News Feature | October 8, 2015

Healthcare CFOs Planning To Outsource RCM, Control Costs In 2016

By Megan Williams, contributing writer

Outsource RCM In Healthcare

CFO input drives much of the decision-making process behind the purchasing of your products and services. This infographic from Medical Billing Star breaks down their perspective and concern by the numbers.

RCM Services

According to the infographic, the revenue cycle management (RCM) space is showing potential for solutions providers, with about 2,400 hospitals having failed to initiate a sustainable revenue cycle management plan as of July of this year. Additionally, more than 1,000 hospitals confirmed that they had activated new or renegotiated an RCM services/solutions agreement between January of last year and July of this year.

Cost Control Efforts

Also note organizations across the country are fighting to control costs. Memorial Sloan Kettering in New York saw operating income drop by 9.3 percent and the Mayo Clinic cut expenses while still seeing a rise in cost during the first quarter of 2015.  New York City systems expect to see an operating deficit of $1 billion in two years as a result of the ACA reducing supplemental funding to its hospitals.

CFOs Weigh In

CFOs are feeling the monetary crunch and are taking action — according to a survey, 79 percent of healthcare CFOs said they will eliminate financial and coding technology vendors who don’t produce an ROI in 2016.  They also plan to outsource RCM processes in a reach for efficiency and positive impacts on their organization’s financial health.

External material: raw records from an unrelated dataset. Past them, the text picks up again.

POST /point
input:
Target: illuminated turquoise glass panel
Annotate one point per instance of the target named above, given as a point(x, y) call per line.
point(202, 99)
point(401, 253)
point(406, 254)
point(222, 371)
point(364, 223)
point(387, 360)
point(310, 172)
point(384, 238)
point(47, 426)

Key cost drivers they’re concerned about are

  • healthcare legislation and mandates (33 percent)
  • overutilization of products and services (13 percent)
  • labor (12 percent)
  • lack of clinical coordination of care ( 12 percent)
  • misalignment of quality and payment incentives (8 percent)
  • HIT (7 percent)

A Big Pain Point For Tech Solutions

The top three roadblocks to controlling costs fall under the technology umbrella.

A lack of data on the true cost of providing care was cited as number one roadblock (60 percent) followed by insufficient integration with care partners (41 percent), and lack of technology in place to achieve targets (40 percent.) 

CFOs also provided their top concerns:

  • improving clinical documentation (68 percent)
  • minimizing denials (51 percent)
  • bettering pre-service collections (44 percent)
  • improving patient collections (44 percent)

Other Tech Highlights

  • 80 percent of hospital CFOs are considering outsourcing RCM services to fill the gap until new software can be afforded and installed
  • 93 percent of hospitals over 200 beds plan to supplement their existing RCM software with outsourced services in Q1 of 2016
  • 55 percent of healthcare systems believe that clinical and financial data will be the primary activity over the next three years
  • 33 percent are interested in analytics support for expense and cost monitoring.